Hikage looked back at the road in order to navigate an icy puddle without soaking his sandals. “Look,” he said, “I’m going to the hot springs, not Rikku, so I’m no help to you. You’ll have to find someone else.”
She exhaled through her teeth at him. “Four ryo.”
“I said I’m not going your way.”
“I haven’t got any more money,” she said. “I really haven’t.” Her voice rose and echoed through the shedding birch trees. “Four is all I can pay you and I need a bodyguard.” She waited, silent a moment. “What are you going to the hot springs for anyway?” she asked. “Do you even have the money for it? There’s a charge to go into the waters you know.”
“Yes, I know.” He walked. Iyuko kept pace. Finally, Hikage looked back at her. “Listen, you offered and I said no. You’ll have to find someone else.”
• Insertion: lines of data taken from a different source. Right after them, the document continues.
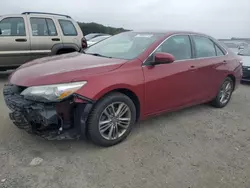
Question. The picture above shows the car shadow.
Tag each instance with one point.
(140, 127)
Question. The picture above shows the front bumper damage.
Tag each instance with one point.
(52, 121)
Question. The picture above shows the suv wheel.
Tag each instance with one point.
(111, 120)
(224, 94)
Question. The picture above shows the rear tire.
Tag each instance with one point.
(111, 119)
(224, 94)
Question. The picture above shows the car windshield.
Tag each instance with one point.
(244, 52)
(97, 39)
(128, 45)
(90, 36)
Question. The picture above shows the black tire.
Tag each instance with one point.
(217, 102)
(93, 120)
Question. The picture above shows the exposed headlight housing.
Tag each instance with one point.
(52, 93)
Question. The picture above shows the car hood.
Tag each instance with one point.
(62, 69)
(246, 60)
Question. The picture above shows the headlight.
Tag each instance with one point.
(52, 93)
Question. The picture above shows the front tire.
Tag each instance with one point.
(224, 94)
(111, 120)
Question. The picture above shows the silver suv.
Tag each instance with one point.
(32, 35)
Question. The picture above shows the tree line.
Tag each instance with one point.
(99, 28)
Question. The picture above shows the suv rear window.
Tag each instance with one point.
(68, 28)
(43, 27)
(12, 27)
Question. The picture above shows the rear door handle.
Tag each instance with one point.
(55, 39)
(21, 40)
(192, 67)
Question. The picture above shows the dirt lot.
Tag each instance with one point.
(199, 147)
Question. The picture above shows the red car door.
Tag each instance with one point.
(208, 58)
(171, 86)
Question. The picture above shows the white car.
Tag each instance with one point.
(97, 39)
(245, 55)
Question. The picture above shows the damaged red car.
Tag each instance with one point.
(101, 93)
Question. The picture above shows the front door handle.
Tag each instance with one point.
(55, 39)
(21, 40)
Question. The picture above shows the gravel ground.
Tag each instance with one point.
(199, 147)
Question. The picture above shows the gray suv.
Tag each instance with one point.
(32, 35)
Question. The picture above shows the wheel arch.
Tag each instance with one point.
(129, 93)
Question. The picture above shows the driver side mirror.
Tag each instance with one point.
(162, 58)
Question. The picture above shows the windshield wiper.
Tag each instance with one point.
(99, 55)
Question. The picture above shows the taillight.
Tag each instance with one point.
(84, 43)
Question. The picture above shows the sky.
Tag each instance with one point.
(219, 18)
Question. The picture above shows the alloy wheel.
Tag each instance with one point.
(114, 120)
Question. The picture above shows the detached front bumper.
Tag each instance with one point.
(53, 121)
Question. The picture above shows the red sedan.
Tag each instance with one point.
(102, 92)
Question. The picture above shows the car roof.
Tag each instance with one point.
(169, 32)
(41, 15)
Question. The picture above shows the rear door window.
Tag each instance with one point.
(68, 28)
(179, 46)
(204, 47)
(219, 52)
(13, 27)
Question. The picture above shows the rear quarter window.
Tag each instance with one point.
(68, 28)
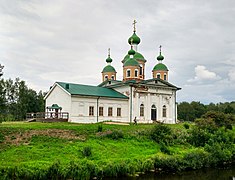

She laughed suddenly. “Oh, trust me, you’re not my first choice. The thing is there’s no time to hire anyone else.” She pulled back on the reins hard enough that the horse’s head jerked up. She jumped down from the saddle. “Please,” she said and teetered on the edge of a bow.
Hikage stopped walking and turned to her. The breeze, sweet with the scent of tree sap and snow, lifted the long sleeves of her habit and Hikage caught a glimpse of the flesh between fabric and glove. She was scarred, from the heel of her hand up to where the caramel coloured skin disappeared into clothing. The ugly latticework of shiny pink and raised white skin startled him. Hikage’s eyes flicked to the little knife bound under Iyuko’s left arm.
“You’re a magician,” he said.
“Yes.” She frowned at him. “And?”
He laughed. “Well, why would you need help from me?”
Just then Hikage heard the clatter of saddlery behind them, the jingle of loose buckles like the sound of wind chimes in a typhoon. He looked over his shoulder to see two men on horseback far down the road. Tanned and coarsely bearded, Hikage guessed they had spent the long summer living out of doors and now that autumn had set in, they were growing lean. Both of them wore cheap, baggy clothing, patched in places, and belted with twine.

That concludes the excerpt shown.